Below is the model result in R with all the independent variables

Multiple regression output from R code

If you observer the model output, some facts are obvious:

  • IndiaVIX negatively influences stock price. That seems to be correct because increase in volatility is observed with decrease in stock and index values. However, IndiaVIX variable is not a significant one for our prediction.
  • NIFTY_change, Price_5SMA, and Price_14RSI are significant variables for us.

Further refining this initital model led me to final model where all the variables are significant and R square value is highest. Final model R output is as below:

Final model is built by considering most significant independent variables

  • NIFTY_Change
  • Price_5SMA
  • Price_14RSI

Final output from R model

Overall regression accuracy is quite high. Adjusted R square is “0.9871”. That means 98.71% of HINDALCO closing price can be explained by the variance in the input variables. F stat value of 6081 is quite high and indicates that model is significantly good.

RESULTS: How accurate is this model to predict?

If we plot the actual and predicted values on validation data set(as in the diagram below), it looks that the values are very close. This is good for the model.

Stock Price: Actual vs Predicted

Did my initial expectation proved to be true?

Answer is No.

It turned out that Volume_5SMA, Volume_14RSI and Delivery_Percent_3SMA are not significant variables for the final model.
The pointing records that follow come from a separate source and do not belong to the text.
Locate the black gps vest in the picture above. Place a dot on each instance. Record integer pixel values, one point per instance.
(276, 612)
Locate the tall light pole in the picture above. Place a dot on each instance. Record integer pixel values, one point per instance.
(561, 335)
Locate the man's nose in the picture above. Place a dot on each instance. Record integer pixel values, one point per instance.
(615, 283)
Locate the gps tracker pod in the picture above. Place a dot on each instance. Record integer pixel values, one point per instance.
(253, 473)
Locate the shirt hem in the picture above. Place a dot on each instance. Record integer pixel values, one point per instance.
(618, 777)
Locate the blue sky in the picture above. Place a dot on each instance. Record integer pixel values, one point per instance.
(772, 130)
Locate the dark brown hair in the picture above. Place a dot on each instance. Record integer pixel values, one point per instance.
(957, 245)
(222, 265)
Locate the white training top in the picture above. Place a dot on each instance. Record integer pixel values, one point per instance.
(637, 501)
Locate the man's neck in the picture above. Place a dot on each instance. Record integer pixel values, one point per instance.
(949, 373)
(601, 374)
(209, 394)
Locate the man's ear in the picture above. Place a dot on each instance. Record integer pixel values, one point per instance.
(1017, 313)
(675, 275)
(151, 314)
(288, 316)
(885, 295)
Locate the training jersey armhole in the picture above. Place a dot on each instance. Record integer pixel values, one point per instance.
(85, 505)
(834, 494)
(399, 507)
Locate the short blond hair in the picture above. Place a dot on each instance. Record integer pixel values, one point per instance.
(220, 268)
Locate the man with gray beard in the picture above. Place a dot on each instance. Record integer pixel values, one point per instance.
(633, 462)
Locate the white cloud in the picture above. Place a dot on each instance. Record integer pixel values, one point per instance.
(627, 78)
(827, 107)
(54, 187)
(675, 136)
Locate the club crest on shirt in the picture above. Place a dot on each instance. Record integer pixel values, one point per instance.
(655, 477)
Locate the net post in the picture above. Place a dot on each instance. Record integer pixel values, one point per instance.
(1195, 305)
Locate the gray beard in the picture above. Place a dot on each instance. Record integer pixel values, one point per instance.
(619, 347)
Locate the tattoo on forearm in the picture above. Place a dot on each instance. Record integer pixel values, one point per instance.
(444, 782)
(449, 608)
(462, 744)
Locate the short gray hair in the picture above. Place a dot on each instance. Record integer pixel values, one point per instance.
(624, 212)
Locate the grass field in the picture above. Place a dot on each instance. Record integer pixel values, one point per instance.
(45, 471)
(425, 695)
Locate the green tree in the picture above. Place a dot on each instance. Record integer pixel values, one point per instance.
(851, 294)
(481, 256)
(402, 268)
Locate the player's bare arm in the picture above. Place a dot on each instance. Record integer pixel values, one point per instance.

This is contrary to common understanding.

However, this result may need further verification by back-testing with larger data set. Also, another possibility is that 5 day SMA variable may already contains the impact from these variables.

Scope for enhancing the model

Though the model has done a good job in analyzing stock price, business should also consider further enhancing the model as below.

  • This model is built by considering closing price. We can also do another model by considering opening price. This will help to build a prediction of stock price with a range – this is much more helpful for making trading decisions.
  • This model(or enhanced model) needs to be tested on larger sets of data for multiple stocks. That will help to fine tune the model accuracy.
  • It would be interesting to vet this model by adding few more technical indicators such as – EMA(exponential moving average), MACD(moving average conversion diversion), and ADX (average directional index).